Hope and Morinth stand behind her. "Sorry," Grace says. "There's something that needs taking care of." She clears her throat. "I'll be back as soon as I can."

"Damn," Anderson hangs his head for a moment. He removes the queen from the map. "Well. I knew we wouldn't be able to hang on to you forever. This their idea?" he looks at Hope and Morinth. Morinth seems uninterested. Hope's eyes are dark.

"There are a lot of people here depending on you. Not just the soldiers." He smiles bittersweetly. Grace says nothing. "But your mind is made up." Not really. She wants him to talk her out of it. But Kahlee Sanders… that's important. She's important to him. And Anderson is important. He deserves that. He's been fighting so hard. "Been holding on to these. Meant to give them back. Hell, at this rate—seems better to give them to you." He dips into his military jacket, pulls out dog tags, weighs them in his hand, throws them at her.

Grace catches them.

"Make sure she gets those."

Give them to the real Shepard. It hurts. The tags are scorched, warm. J. Shepard. She remembers hyperventilating. She remembers thinking of Liara as that last gasp of air left her lungs. She looks at Anderson and hates him. Loves him.

She clenches the dog tags in her fist. They burn. She throws them around her neck, an act of obedience, defiance. He shifts his weight, looks at her cautiously. Something else she can't begin to understand. Their weight is a noose around her neck.

She stoops. Max is there. "I'm going to leave him here," she tells Anderson. "He's good at sniffing them out. And he's more popular than I am with the soldiers."
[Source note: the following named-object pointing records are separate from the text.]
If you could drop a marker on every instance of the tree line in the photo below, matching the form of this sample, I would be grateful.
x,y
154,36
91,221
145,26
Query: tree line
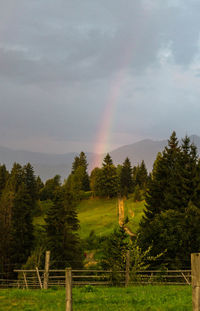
x,y
169,230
"Shit, Morgan, that isn't hard." Anderson pets Max. Grace laughs softly. "We'll take good care of him." She nods. "Hey," he stretches a hand out. Her eyes sting. She doesn't want to leave him. She doesn't want to leave Max, the only remainder of her old, new life. She blinks the emotion from her eyes. "You watch yourself out there."

She takes his hand, claps his shoulder. "I'll be back."

"I'm counting on it."

She nods and turns. Max barks and trots after her. "Go back to Anderson, bud," she tells the dog, but he follows. The soldiers watch her go.

"Hey, where you going, Morgan?"

She ignores them.

"You ditching us?"

She walks faster.

"Where are you going!?"

She takes the extra thermal clips from her belts and hardsuit and tosses them at the soldiers. They fall to the ground, the soldiers watching her instead.

Max keeps up with her. The soldiers trail her path. She climbs into the shuttle. The men and women stare in disbelief. They talk amongst themselves. "Samara," Grace says tightly, "get us out of here."

Morinth climbs into the pilot seat. Max hops into the shuttle. Grace pushes him off several times, until the shuttle is out of reach. He whimpers. She can't breathe. He barks over and over again. She looks down at the group. They look at her in disbelief. Disappointed. Betrayed. She doesn't have any speeches, only a knot in her throat. Anderson joins the soldiers. She sees the worry on his face. Grace smiles shakily, salutes.

Hope stands next to her. This is wrong. She shouldn't be leaving. They'll die. So many of them are going to die.

"You're doing the right thing," Hope says. "In time—"

"Go to hell." Grace shuts the shuttle door, throws the N7 helmet against the wall. She doesn't want it. It's poison. The helmet clatters and comes to a still. She sits. Puts a hand to her face and closes her eyes. Anything she ever wanted. Anything she thought she could have—it's gone now.